Kumiko está acusada en la causa por participación primaria en nueve hechos de abuso sexual y corrupción de menores entre 2004 y 2012. Con respecto a la participación de Pascual, uno de los abogados de la querella, Oscar Barrera, dijo a Télam que “la testigo habló sobre la complicidad de la ex representante legal, por el conocimiento que tenía de distintas situaciones de abusos". "Fue corroborante de esos hechos y además denunció algunos hechos de Kumiko, por lo que entiendo que tiene que ser ampliada la acusación”, agregó.

La religiosa está detenida en un convento, y en abril la justicia decidió otorgarle la libertad previo pago de una fianza de 2 millones de pesos. Sin embargo, el fiscal de la causa, Gustavo Stroppiana, solicitó nuevamente su detención debido a las nuevas denuncias que recibió por parte de ex alumnos del Próvolo. El tribunal deberá resolver el pedido en la semana entrante, según adelantaron fuentes judiciales.

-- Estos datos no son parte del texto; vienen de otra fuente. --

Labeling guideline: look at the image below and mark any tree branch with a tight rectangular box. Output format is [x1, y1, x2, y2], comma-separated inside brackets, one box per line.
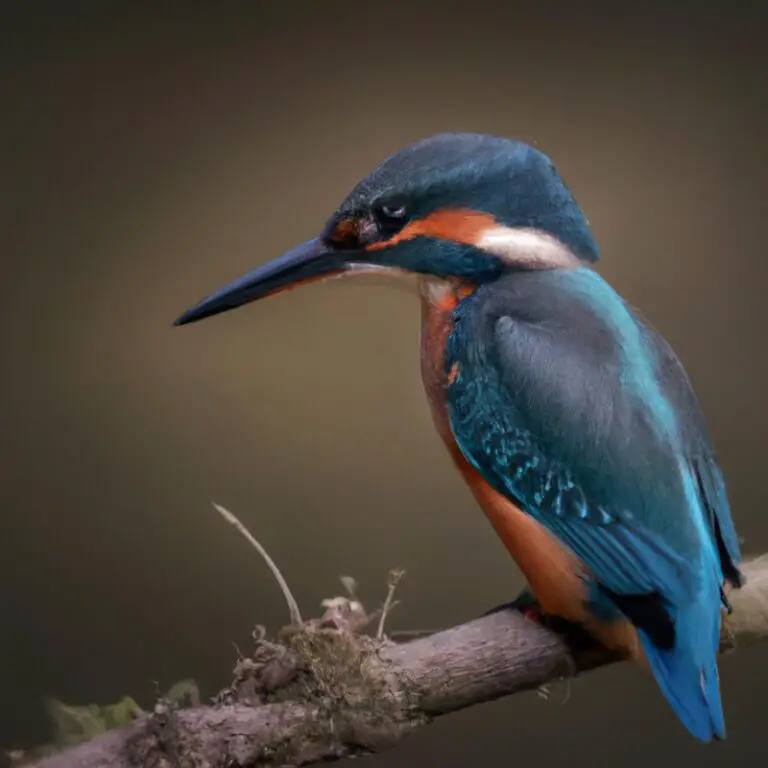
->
[16, 537, 768, 768]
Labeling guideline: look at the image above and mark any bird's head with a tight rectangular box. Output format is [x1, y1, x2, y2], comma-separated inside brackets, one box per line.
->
[176, 133, 598, 325]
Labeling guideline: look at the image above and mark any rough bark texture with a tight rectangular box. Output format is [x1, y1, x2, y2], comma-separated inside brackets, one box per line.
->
[19, 556, 768, 768]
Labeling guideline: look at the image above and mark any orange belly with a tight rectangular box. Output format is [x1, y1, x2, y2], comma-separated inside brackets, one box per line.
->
[421, 284, 639, 656]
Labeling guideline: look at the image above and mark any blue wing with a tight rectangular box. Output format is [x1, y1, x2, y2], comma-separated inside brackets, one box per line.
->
[446, 270, 738, 739]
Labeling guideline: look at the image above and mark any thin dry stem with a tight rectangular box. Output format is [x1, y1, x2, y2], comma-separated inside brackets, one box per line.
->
[376, 570, 405, 640]
[211, 501, 304, 627]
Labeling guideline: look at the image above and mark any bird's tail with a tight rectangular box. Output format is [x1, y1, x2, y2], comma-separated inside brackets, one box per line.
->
[639, 573, 725, 741]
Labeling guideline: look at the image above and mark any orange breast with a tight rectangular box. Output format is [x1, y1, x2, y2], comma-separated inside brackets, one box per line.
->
[421, 284, 639, 656]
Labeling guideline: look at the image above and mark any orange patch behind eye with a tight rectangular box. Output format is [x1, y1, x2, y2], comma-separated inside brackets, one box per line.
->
[367, 208, 497, 251]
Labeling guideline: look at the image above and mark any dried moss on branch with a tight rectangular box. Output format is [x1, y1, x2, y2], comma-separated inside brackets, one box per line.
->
[15, 505, 768, 768]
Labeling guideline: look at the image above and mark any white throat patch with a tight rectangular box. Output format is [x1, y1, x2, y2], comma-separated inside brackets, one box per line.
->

La jueza Mariana Mercedes Gardey, integrante del Juzgado Penal Colegiado 2 de Mendoza y titular en la causa caratulada “Fiscal C/Kosaka Kumilo P/Abuso sexual agravado con accedo carnal” deberá decidir la próxima semana si la monja sigue con prisión domiciliaria con tobillera o espera en libertad su juicio, que se prevé para 2020, luego de que su abogado defensor, Carlos Varela Álvarez, pida la nulidad de la detención antes de la feria judicial.
Barrera adelantó que la semana próxima “habrá dos cámaras Gesell en su modalidad de en vivo y directo". “Una vez terminados los testigos grabados, será el momento de los testigos presenciales”, detalló. A su vez, agregó que “el juicio está encaminado” y anticipó: "Entendemos que podemos llegar a tener sentencia en noviembre o durante los primeros días de diciembre”.

Todas las acusaciones y denuncias contra los religiosos y empleados del Instituto provienen de ex alumnos, quienes manifestaron haber tenido entre 5 y 16 años en el momento en el que se produjeron los abusos. Corbacho, Gómez y Bordón se encuentran alojados en cárceles mendocinas, mientras que Corradi cumple con prisión preventiva domiciliaria por su avanzada edad.
La primera causa ya tiene un condenado, el monaguillo Jorge Bordón, de 51 años, quien confesó en septiembre del año pasado su culpabilidad durante un juicio abreviado: dijo ser autor de 11 abusos y deberá cumplir diez años de prisión.
Corbacho está imputado por 16 hechos de abuso, de los cuales 8 son por abuso sexual agravado con acceso carnal (violaciones), Corradi y Gómez por seis hechos de abuso sexual cada uno. Tras una extensa investigación que incluyó numerosas testimoniales, cámaras Gesell e incontables allanamientos e inspecciones al lugar, -y con el absoluto silencio de la Iglesia Católica-, se aguarda que la justicia mendocina aplique la mayor de las penas a los acusados.
Por su parte, el acusado Luis Ojeda, de 41 años, fue sobreseído y declarado inimputable. Según dictaminó el Cuerpo Médico Forense en diciembre de 2017, “no comprende la criminalidad de los hechos”.
Los imputados podrían recibir penas de hasta 50 años de prisión.